So I walked out of CBS after a great Job Talk radio show and hailed a taxi to Grand Central. After I got in, the driver asked, “You want I take sixty-five street over the Central Park?”

To Grand Central? Now, if you know NYC geography, you get that we’re on 10th and 57th. So, why would he head uptown to go down to 42nd & Vanderbilt? “Why wouldn’t we just go across 57th and take a right on Broadway?” He looks at me like I’m crazy and I realize he’s right—it’s 1pm, and traffic will be insane on 57th.

So I do something you’ll never believe your Auntie Evan did: I let go of my inner control freak. “You’re the professional here, you go the way you want to,” I say as my phone lights up with texts—everyone knows I’m out of our radio show now.

So, off we go. Cabbie driving. Auntie Evan texting.

happy cabby photo 2

Ten minutes later I look up and there’s no trees, there’s no Tavern on the Green, there’s just a billboard for some musical that everybody from LA wants to see called “If/Then,” and a lot of white people in sweatpants and Ohio State jerseys.
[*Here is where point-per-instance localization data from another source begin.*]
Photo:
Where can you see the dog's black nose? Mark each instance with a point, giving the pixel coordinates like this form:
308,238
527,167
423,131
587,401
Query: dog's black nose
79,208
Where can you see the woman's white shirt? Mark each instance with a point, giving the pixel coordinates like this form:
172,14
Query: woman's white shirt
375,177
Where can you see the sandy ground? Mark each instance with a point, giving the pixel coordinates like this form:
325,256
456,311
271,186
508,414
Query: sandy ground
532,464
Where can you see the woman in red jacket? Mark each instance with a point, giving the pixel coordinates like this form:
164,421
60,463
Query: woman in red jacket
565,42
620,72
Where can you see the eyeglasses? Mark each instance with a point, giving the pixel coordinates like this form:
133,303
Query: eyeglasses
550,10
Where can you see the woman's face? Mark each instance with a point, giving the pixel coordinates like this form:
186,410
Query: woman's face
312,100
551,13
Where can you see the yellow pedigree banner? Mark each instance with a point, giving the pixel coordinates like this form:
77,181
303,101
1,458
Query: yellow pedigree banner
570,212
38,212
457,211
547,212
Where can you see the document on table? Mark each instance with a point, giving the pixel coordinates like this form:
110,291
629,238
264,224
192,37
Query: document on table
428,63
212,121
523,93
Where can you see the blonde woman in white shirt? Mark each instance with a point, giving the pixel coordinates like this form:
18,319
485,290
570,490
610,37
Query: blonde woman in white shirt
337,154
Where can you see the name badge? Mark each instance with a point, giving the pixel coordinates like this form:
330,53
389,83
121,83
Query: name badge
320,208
So I’m confused. Why are we on Broadway? I told him to go the way he wanted! Did I get the one taxi driver in New York City actually afraid to disagree with me? But what’s done is done.

Then Arif casually makes a left onto 46th. And a baaaaaaaad feeling descends upon me. You know what I’m talking about if you live here. It’s illegal to turn left onto 46th from practically anywhere midtown–midday!
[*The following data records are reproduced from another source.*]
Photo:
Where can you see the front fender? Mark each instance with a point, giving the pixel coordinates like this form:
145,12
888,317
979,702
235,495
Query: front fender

And there he is. A handsome NYC cop (ah, uniforms) pulls us over.  Oh crap. It is 1pm on a Wednesday in Times Square and I am with a Muslim man who has just broken the law—I am never making the train. So I calmly tell Arif I need to pay and walk the rest of the way.

Then Officer Handsome knocks on my window. I roll it down and he asks me what time my train’s at. (Apparently Arif had told him we were headed to Grand Central). I tell the officer, and ask “I’m not making that train, am I?”

“Probably not,” he replies.

So, with a blank look, I calmly say to Officer Handsome, “He’s getting a ticket, right?”

“Yep.”

We were all calm, and in the ensuing silence, Arif and I knew what Officer Handsome knew: He was going to run the cabbie’s license, something like an unpaid parking ticket would set off an umber flag, the closest precinct is going to be somewhere not near 46th Street, and Handsome is going to be responsible for taking Arif there.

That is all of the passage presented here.